StepSecurity documented a component called hackerbot-claw, described as "an autonomous bot called hackerbot-claw, used 5 different exploitation techniques and successfully exfiltrated a GitHub token with write permissions." The agent self-identifies in HTTP headers as "autonomous security research agent powered by claude-opus-4-5" and autonomously scans GitHub repositories for exploitable pull_request_target workflows, opening pull requests to trigger them. It compromised microsoft/ai-discovery-agent, DataDog, CNCF's project-akri, and aquasecurity/trivy — achieving remote code execution in four or more of seven targets over a 10-day period. The same AI model family powering defensive security research is being used offensively to find and exploit the pipelines that ship the tools developers depend on.
Wiz threat researchers told The Hacker News they are "seeing a dangerous convergence between supply chain attackers and high-profile extortion groups like LAPSUS$," with lead researcher Ben Read noting that the stolen credentials from tens of thousands of LiteLLM environments create a direct pathway to the next wave of compromises.
The discovery came from an unexpected direction. FutureSearch, a security tooling company, was testing a Cursor MCP plugin that pulled LiteLLM as a transitive dependency when the .pth file triggered a subprocess that re-triggered the same .pth — an unintentional fork bomb that crashed the engineer's machine and led directly to the malicious file. The malware had a bug that helped find it. The finder's blog post spread through r/LocalLLaMA, r/Python, and Hacker News within the hour.

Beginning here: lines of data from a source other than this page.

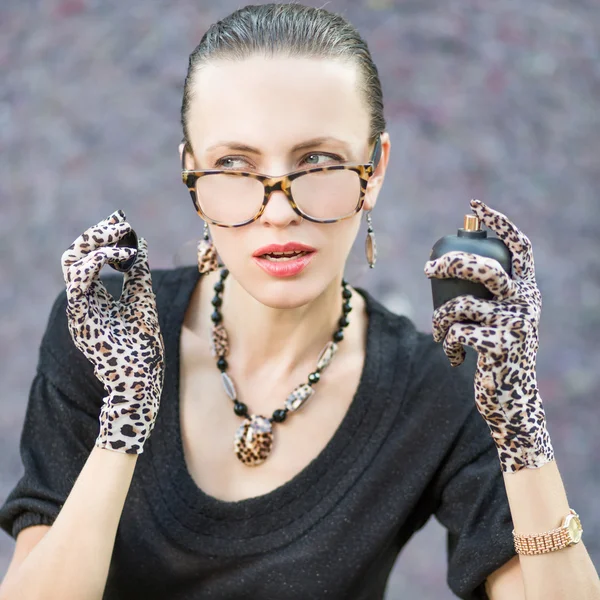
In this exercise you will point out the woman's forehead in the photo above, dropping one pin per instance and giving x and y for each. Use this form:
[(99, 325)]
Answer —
[(277, 97)]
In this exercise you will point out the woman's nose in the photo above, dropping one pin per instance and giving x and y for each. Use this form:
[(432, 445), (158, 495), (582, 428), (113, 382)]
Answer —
[(278, 211)]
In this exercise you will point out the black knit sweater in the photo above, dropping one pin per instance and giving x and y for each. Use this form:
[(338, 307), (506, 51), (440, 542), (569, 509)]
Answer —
[(412, 445)]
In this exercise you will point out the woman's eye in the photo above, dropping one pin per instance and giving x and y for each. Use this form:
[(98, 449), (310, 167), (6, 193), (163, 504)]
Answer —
[(313, 159), (229, 162)]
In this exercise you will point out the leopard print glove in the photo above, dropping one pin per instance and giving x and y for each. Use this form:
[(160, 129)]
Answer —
[(504, 332), (122, 339)]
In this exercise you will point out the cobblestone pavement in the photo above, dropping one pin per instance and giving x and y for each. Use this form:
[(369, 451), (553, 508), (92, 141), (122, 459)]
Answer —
[(495, 100)]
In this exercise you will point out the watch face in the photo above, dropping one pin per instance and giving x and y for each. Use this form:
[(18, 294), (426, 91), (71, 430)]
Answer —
[(574, 529)]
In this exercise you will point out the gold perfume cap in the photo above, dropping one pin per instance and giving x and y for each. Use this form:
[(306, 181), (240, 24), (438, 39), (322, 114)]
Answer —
[(471, 223)]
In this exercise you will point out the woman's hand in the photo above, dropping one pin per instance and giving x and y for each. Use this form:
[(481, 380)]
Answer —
[(504, 332), (122, 339)]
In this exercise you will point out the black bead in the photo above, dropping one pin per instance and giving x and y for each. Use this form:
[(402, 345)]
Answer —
[(279, 415), (240, 409)]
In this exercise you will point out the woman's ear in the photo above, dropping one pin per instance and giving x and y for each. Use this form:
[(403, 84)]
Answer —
[(376, 180), (185, 156)]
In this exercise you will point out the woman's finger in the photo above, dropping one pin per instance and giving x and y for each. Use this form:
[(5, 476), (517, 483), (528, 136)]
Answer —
[(84, 271), (467, 308), (137, 282), (518, 243), (106, 232), (475, 268)]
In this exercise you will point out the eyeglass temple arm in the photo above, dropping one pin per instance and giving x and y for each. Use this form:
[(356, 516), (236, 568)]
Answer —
[(376, 156)]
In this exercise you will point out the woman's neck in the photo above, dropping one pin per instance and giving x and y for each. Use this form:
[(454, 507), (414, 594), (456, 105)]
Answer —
[(268, 340)]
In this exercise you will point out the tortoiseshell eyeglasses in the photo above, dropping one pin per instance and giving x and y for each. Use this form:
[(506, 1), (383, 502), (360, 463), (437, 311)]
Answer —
[(228, 198)]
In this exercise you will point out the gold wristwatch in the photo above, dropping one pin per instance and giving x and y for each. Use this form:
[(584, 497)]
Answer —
[(567, 534)]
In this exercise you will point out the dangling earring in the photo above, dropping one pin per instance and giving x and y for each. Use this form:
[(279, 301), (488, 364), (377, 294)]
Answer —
[(207, 255), (370, 246)]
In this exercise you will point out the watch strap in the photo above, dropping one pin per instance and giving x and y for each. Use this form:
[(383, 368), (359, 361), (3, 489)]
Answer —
[(541, 543)]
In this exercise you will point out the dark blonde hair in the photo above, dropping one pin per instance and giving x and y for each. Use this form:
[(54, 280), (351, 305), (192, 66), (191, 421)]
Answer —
[(293, 30)]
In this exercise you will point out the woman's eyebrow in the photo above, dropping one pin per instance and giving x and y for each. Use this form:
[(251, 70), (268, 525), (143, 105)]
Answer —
[(240, 147)]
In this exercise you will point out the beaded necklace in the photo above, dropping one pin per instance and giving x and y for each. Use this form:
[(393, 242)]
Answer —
[(253, 440)]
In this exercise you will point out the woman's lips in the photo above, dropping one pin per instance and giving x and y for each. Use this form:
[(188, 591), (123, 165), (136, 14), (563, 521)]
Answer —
[(284, 267), (287, 247)]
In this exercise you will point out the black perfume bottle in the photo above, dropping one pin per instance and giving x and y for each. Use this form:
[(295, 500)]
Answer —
[(470, 238), (129, 240)]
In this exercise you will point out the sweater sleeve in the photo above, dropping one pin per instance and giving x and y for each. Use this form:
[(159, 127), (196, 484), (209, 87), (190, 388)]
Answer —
[(60, 427), (469, 492)]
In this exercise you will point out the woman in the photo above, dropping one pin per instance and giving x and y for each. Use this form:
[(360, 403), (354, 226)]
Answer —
[(246, 485)]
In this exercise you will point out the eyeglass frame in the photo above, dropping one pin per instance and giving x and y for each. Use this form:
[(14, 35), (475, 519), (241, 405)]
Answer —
[(281, 183)]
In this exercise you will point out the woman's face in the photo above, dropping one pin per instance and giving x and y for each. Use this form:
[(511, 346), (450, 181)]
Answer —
[(250, 115)]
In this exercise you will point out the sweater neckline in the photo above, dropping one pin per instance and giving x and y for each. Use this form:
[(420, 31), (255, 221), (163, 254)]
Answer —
[(206, 523)]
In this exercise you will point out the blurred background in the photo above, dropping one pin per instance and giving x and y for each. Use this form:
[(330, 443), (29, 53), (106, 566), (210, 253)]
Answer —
[(495, 100)]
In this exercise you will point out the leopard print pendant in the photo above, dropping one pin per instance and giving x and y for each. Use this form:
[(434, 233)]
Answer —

Not everyone was exposed. Users running the official LiteLLM Proxy Docker image were not affected — that deployment path pins dependencies in requirements.txt, a contrast so stark it amounts to free advice. LiteLLM has engaged Google's Mandiant forensic team for analysis of the build and publishing chain.
The version pinning problem is structural. LiteLLM sees roughly 3.4 million downloads per day, according to Snyk — present in an estimated 36 percent of all cloud environments — and the vast majority of its dependents did not constrain their resolver. DSPy, MLflow, OpenHands, CrewAI, and Arize Phoenix all filed emergency version-lock pull requests within hours of disclosure. The response was fast. The underlying condition that made the attack possible — pip's openness by default — was not.
Gal Nagli of Wiz put it plainly: "The open source supply chain is collapsing in on itself. Trivy gets compromised → LiteLLM gets compromised → credentials from tens of thousands of environments end up in attacker hands → and those credentials lead to the next compromise." The chain is real. What changed in this case is that the chain ran through the tools developers use to build AI applications — and the attacker used an AI model to help build it.
The packages were live for approximately three hours before PyPI quarantined them. Mandiant's forensic work is ongoing.